The appointment came at a time of civil unrest following the police killing of George Floyd and Breonna Taylor. In his statement on Tuesday, Stoney thanked Smith for his leadership at the time.

“I want to [thank] former Chief Gerald Smith for his service to the City of Richmond and his leadership during the height of civil unrest and the global pandemic,” Stoney said.

Stoney said he handpicked Smith after receiving recommendations from former Richmond police chiefs and others.

“Smith came in during a crisis moment for the city. In 2022 we’re in a different season,” Stoney said.

A day before Smith announced he would be resigning, 8News reported he had faced criticism from officers and city leaders. Concerns were raised over crime in the city, including several fatal shootings, and over the handling of an investigation of two men accused of plotting a mass shooting on July 4.

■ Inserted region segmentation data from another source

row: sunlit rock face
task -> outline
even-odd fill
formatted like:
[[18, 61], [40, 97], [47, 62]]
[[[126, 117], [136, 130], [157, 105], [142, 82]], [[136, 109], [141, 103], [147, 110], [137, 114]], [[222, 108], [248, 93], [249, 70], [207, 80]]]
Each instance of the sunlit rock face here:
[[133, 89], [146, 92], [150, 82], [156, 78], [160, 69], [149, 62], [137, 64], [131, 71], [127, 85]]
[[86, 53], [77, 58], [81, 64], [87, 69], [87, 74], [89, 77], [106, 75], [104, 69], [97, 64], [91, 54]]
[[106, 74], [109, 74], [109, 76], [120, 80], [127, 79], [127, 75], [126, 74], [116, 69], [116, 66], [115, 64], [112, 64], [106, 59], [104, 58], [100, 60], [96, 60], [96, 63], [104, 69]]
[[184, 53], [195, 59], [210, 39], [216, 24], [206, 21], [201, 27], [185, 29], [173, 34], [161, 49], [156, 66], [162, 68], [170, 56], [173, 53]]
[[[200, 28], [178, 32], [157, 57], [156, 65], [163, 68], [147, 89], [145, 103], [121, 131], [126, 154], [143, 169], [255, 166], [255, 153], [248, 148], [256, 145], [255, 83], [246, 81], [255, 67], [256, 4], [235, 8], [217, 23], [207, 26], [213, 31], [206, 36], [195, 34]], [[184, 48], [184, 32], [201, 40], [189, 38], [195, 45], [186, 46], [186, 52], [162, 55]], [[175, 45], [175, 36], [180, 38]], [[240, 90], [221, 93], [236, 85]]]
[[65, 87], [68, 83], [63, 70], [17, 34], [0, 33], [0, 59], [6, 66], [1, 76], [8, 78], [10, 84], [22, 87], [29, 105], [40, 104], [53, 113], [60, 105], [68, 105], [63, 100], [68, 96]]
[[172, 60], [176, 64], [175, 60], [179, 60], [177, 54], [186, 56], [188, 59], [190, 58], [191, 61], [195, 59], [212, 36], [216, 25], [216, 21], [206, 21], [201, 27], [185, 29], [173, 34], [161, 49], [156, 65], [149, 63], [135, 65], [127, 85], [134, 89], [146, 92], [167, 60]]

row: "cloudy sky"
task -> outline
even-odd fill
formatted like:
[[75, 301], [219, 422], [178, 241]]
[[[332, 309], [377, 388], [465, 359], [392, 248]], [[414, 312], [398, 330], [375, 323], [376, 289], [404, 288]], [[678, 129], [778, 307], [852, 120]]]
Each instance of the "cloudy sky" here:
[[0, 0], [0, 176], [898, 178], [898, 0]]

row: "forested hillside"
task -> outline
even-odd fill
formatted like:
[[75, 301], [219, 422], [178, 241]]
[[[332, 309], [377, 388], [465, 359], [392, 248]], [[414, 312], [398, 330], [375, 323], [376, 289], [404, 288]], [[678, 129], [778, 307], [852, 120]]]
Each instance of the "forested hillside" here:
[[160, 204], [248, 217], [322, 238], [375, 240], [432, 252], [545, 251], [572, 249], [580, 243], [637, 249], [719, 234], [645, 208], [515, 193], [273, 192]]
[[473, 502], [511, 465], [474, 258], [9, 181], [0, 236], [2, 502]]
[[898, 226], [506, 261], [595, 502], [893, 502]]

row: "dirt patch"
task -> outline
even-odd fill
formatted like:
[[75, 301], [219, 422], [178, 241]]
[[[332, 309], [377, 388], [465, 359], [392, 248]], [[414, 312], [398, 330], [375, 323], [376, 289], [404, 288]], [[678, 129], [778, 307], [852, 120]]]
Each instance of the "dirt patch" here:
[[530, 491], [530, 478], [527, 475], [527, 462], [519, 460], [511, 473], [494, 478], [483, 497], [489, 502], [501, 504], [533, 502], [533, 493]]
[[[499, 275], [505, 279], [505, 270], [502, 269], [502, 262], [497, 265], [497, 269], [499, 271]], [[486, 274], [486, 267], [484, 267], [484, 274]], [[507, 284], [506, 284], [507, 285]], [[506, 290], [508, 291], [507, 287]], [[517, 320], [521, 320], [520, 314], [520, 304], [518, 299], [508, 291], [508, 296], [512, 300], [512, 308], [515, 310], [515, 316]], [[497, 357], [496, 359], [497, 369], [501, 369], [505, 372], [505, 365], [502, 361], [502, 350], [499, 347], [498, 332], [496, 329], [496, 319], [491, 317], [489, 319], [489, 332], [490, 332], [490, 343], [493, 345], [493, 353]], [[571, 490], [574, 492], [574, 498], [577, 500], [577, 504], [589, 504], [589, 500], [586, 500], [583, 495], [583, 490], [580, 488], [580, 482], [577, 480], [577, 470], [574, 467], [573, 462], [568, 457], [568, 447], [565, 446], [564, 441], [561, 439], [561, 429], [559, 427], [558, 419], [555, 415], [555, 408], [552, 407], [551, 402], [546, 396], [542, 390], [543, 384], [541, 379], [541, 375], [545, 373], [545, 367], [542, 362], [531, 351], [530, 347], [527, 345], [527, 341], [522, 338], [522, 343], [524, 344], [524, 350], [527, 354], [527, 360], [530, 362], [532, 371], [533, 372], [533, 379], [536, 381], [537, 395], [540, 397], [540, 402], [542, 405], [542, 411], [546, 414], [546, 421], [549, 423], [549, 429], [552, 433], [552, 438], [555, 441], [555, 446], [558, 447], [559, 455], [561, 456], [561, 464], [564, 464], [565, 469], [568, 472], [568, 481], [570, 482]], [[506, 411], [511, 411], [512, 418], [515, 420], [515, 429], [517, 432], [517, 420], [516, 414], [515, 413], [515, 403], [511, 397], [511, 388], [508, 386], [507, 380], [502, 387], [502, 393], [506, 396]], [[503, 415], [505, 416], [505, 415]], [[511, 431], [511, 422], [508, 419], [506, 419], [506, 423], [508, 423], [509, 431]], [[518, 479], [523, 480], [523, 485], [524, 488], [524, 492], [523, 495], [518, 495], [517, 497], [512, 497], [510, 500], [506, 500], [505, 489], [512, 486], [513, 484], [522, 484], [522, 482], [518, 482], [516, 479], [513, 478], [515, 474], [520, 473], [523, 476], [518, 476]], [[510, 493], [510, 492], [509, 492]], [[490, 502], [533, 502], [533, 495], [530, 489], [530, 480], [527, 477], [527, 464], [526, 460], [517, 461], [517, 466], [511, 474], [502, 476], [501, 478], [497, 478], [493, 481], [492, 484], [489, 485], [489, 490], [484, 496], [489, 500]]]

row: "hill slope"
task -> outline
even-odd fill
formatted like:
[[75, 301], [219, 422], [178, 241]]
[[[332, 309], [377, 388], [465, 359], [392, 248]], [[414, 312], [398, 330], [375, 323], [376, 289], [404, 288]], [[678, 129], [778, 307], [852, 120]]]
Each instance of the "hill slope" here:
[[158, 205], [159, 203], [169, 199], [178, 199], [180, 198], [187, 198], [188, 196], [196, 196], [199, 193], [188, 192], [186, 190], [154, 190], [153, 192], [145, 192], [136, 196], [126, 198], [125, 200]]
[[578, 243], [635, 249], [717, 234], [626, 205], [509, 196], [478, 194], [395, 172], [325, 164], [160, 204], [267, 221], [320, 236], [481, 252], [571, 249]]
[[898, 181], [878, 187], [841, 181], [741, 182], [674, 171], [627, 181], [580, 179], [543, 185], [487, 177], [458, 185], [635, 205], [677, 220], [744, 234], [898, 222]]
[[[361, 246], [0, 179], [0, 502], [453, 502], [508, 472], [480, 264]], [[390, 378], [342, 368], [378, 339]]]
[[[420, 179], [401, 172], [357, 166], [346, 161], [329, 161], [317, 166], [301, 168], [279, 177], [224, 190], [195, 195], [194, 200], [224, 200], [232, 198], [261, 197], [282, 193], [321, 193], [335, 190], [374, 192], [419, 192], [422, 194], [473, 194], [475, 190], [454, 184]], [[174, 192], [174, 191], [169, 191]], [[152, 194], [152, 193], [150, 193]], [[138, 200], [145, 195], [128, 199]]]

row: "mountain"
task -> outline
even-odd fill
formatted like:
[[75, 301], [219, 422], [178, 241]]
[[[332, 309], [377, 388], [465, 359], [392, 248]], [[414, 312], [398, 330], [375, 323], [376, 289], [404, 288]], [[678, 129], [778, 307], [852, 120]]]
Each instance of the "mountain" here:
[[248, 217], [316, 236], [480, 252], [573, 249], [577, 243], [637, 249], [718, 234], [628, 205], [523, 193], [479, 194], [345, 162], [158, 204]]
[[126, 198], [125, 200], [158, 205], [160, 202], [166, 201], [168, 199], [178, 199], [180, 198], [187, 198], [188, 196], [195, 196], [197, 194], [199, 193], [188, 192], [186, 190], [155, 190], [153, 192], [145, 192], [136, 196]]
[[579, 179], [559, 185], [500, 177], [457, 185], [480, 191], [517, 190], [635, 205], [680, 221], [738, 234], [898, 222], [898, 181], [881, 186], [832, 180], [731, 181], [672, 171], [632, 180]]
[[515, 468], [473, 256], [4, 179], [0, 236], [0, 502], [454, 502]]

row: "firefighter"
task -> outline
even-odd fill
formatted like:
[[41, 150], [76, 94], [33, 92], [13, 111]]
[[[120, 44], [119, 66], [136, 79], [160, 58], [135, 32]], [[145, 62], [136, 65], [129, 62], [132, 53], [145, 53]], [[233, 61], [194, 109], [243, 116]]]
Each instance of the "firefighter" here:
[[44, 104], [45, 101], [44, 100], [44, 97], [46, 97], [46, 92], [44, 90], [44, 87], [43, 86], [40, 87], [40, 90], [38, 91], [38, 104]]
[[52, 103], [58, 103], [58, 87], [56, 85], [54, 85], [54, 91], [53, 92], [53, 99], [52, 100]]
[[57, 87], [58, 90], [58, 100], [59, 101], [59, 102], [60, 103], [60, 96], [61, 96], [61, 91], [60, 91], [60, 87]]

“I’m not going to get into back-and-forth playing Monday morning quarterbacking on that decision,” Stoney said when asked what the reason for Smith’s resignation could be.

Major Richard Edwards was announced to be temporarily appointed as acting police chief following Smith’s resignation. In that same announcement, Stoney said that a nationwide search would be conducted to find Smith’s permanent replacement.

“Leadership does matter and Chief Edwards is good for the transition, but we’ll get to a permanent place where someone will continue this work,” Stoney said.

Today, Stoney told 8News that his focus is now on the future of the department, community policing and filling the 150 open police officer positions.

“I respect the chief’s decision, I appreciate his service, and as I’ve stated in the past, there’s a season for everything,” Stoney said.